Taylor Adams is a fine writer of thriller novellas. The problem is that he stretches his ingeniously simple premises and isolated settings to novel length, a reading experience roughly equivalent to being a torture victim slowly stretched out on a rack. Somewhere just past the halfway point, you become aware of the fact that every action sequence has somebody doing something and also reflecting on that something every millisecond of every second of every minute, and you find yourself starting to skim the pages to get to the payoff, and then you start outright flipping through pages so you can find out what happened to who and how because that's all you care about at this point and you just want to get on with your life. Sort of like the final third of any given Jack Reacher novel.
This is true of Adams' other novels, NO EXIT and HAIRPIN BRIDGE, and it's just as true of EYESHOT, where the stretch is baked into the concept: "A Gripping Edge-of-Your-Seat-Suspense Thriller," it says on the cover. Count the redundancies, and take measure of the tendency to use four times as much necessary space to describe a thought or an action, and you'll have an idea of what lies in wait for you as a reader.
But let's give Adams his due here. He is a master of tone and pacing, and every passage and page is meant to engage most or all of a reader's five sense, and there are enough halting breaths and bloodbeats and bullets and disbelieving blinks to keep readers on the hook for a long while. Especially given the ingenious ness of the premise: somewhere in the desert Southwest, two men have figured out a way to isolate and waylay unsuspecting travelers into death traps for the amusement and ego of a sociopath who fancies himself to be a world-class sniper. This time, five strangers are lured into a fake detour, and take shaky cover as the shooting begins. What follows is a long day and night in which the overconfident killers overplay their pat hand.
Great stuff. But I think Adams wears out his readers by piling twist upon twist upon twist upon twist until the reader cries uncle. At a certain point, the reader wants something approaching resolution, not another detour into the pat psychology of the cast members, or an overlong stalking sequence, or yet another improbable twist in which a victim escapes certain death by the fingernails of their fingernails.
It's just all a bit too much made out of too little. Really, this could just s easily have been a solid 10,000-word short story as a first-rate 40,000-word novella. At twice that length, the padding begins to show, and the last several chapters read as though they were written by a college student pulling an all-nighter on a term paper due the next morning, with Adams' strengths with figurative language turning purple. My favorite examples, from throughout EYESHOT:
— "That was Tapp’s first kill in a nutshell, back in the dewy Oregon field where he’d watched a nineteen-year-old hitchhiker in a brown Nirvana shirt choke to death on his own ribs. His breathing had sounded like fluorescent light rods crackling."
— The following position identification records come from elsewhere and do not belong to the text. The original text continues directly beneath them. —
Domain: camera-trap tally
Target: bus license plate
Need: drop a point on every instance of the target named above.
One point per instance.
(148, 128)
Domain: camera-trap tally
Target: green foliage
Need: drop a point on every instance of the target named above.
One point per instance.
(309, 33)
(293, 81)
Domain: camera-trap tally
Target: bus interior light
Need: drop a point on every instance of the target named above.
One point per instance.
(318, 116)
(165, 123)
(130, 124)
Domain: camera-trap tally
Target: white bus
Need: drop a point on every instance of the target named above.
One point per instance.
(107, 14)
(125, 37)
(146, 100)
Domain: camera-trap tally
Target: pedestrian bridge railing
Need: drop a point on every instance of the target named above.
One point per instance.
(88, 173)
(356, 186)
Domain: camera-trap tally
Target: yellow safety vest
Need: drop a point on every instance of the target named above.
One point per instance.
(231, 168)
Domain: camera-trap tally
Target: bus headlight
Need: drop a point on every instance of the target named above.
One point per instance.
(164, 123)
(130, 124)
— "White-hot emotions and half-thoughts fluttered through his mind like trapped birds but he wasn’t articulate enough to make them real, so he tried them out inside the safe echo chamber of his own mind."
— "The subgun screamed a shrill rattle, like a soda can filled with pocket change and violently shaken."
— "His hyperactive mind – what an unbecoming trait for a marksman, to be cursed with a brain like a bag of cats – leapt now to his homemade camouflage suit."
— "She hated running. She hated jumping. She hated running and jumping. She hated track and field the way she hated Republicans, slobbering dogs, cilantro, and documentaries."
— "As the last neon bits of Roy Burke speckled the ground around her, she rocked on her heels, wiped little clam chowder chunks of viscera from her eyes, and turned slowly to face his night vision scope."
— "Behind him he heard the Soviet’s boots squealing, the man falling on the fuel-slick floor, his shotgun clattering on cement like kitchen pans."
— "Right now, those hungry crosshairs were finding him, intercepting him like white blood cells zeroing in on a virus."
— "Not the hollow knuckle-cracking pop of distant gunfire – no, this was booming, deep, close. It was as powerful and unsympathetic as a car accident."
My takeaway: EYESHOT, like his other thrillers, shows that Taylor Adams is a thriller writer of uncommon talent and skill. But he's not fully in control of his talents, and until he gets a handle on them — hopefully, with the right agent and editor — he'll never vault into the front rank of thriller authors. Either he needs to scale down his small-scope stories, or ramp up the cast and the stakes for the world beyond the isolated locales of his stories. The page counts and the premises are just not in satisfying alignment.